As for games, we just don't seem to play the same sorts of things any more, in some genres at least. The adventure in particular has largely (though not completely) fallen out of favour, and the need for pre-rendered scenes and video to create an immersive environment has also fallen by the wayside as computers have become powerful enough to render convincing scenes dynamically. Technologically, things just don't need to be done in the same way any more, and the days of supplying large chunks of pre-rendered graphics on multiple CDs are a distant memory.
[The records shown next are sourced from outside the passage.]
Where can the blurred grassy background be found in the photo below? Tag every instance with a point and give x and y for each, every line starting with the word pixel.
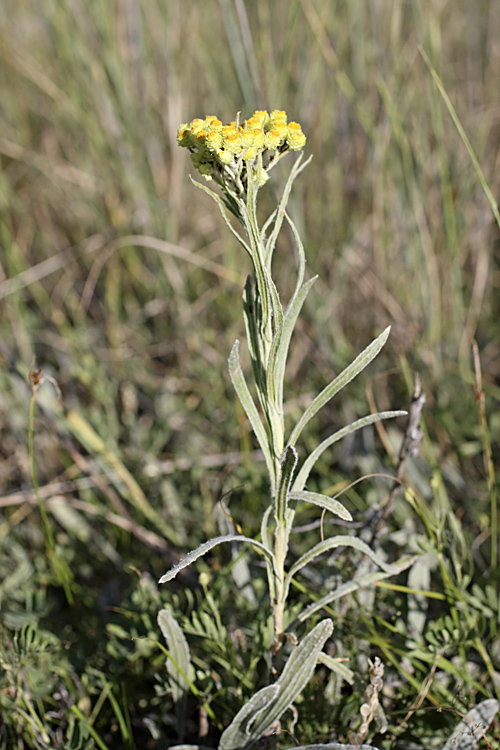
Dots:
pixel 118 277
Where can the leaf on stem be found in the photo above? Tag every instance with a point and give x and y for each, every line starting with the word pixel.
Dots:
pixel 359 364
pixel 323 501
pixel 326 546
pixel 206 547
pixel 305 470
pixel 241 388
pixel 347 588
pixel 288 464
pixel 266 706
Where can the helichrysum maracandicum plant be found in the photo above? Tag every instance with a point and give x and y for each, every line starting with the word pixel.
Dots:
pixel 239 157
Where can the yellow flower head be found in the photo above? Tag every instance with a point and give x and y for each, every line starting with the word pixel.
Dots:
pixel 226 152
pixel 295 137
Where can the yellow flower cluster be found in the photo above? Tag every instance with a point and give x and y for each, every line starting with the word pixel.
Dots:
pixel 214 145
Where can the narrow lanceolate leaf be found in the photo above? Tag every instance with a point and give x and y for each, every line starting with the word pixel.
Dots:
pixel 473 727
pixel 280 214
pixel 206 547
pixel 326 546
pixel 222 207
pixel 305 470
pixel 328 503
pixel 178 664
pixel 369 579
pixel 244 395
pixel 294 678
pixel 288 463
pixel 236 735
pixel 336 385
pixel 291 315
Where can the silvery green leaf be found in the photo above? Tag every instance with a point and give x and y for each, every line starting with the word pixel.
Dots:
pixel 237 733
pixel 206 547
pixel 357 583
pixel 350 372
pixel 295 676
pixel 473 727
pixel 338 667
pixel 329 503
pixel 302 476
pixel 241 388
pixel 294 172
pixel 223 205
pixel 178 664
pixel 326 546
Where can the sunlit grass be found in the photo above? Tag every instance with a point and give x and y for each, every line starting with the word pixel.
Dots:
pixel 118 277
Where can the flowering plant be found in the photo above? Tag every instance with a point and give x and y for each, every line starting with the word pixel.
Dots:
pixel 239 157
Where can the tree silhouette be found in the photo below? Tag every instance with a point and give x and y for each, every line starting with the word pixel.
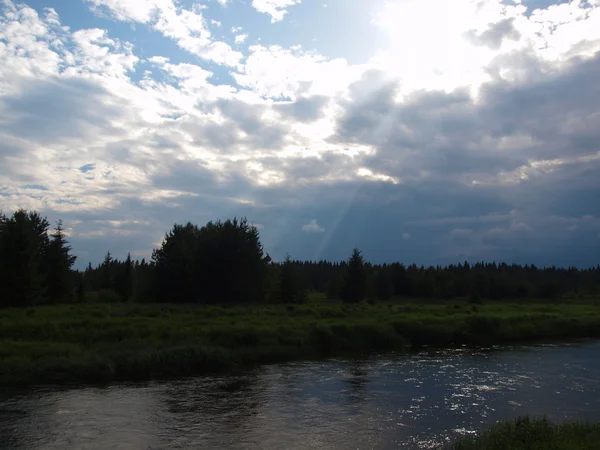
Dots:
pixel 354 288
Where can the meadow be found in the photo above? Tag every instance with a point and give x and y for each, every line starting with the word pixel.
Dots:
pixel 102 342
pixel 525 433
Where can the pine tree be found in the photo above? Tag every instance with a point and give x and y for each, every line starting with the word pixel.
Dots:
pixel 291 286
pixel 384 284
pixel 355 283
pixel 107 280
pixel 23 244
pixel 58 263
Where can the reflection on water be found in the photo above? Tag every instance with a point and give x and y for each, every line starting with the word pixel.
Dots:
pixel 418 401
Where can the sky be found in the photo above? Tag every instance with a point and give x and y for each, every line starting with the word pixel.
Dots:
pixel 425 131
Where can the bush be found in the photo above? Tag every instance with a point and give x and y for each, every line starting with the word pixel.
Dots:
pixel 534 434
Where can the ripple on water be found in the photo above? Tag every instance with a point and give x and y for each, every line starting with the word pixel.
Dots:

It's interesting, therefore, to be presented in late 2009 with the kind of blast from the past that the new reissue of The Journeyman Project 3: Legacy of Time represents, because it's the kind of game that you just don't seem to see any more. Some of its original creators have lovingly resurrected it in a form that runs on modern Macs, and playing it creates a very similar experience to the one provided by the original a decade ago. That's a bit of a two-edged sword: if this game had been designed from scratch today, it would undoubtedly have been done in a different way, and the results would have been far more impressive for modern eyes. Nevertheless, what matters is the content and presentation within its own terms, and this is where Legacy of Time really scores. It was a good game a decade ago, and it's still a good game now; the technology may have aged but the content has not. The fact that it is a good game is clearly what makes the reissue worthwhile, and it's great that it can once again be played on modern systems.

The Journeyman Project
Legacy of Time is actually the last part of a trilogy (a fourth instalment was sadly never completed). Although you will best appreciate the game if you happen to have played the first two games in the series, you don't miss too much by jumping in with part 3, and the manual helpfully provides some scene-setting information about the background story and central characters and events.

Speaking personally, I've had no experience of the first two games and, although I played Legacy of Time when it was new in the late 1990s, that's sufficiently long ago that I'd forgotten most of what I knew about it in any case, so I was largely a neophyte myself. All I really remembered about the game was that I enjoyed it first time around.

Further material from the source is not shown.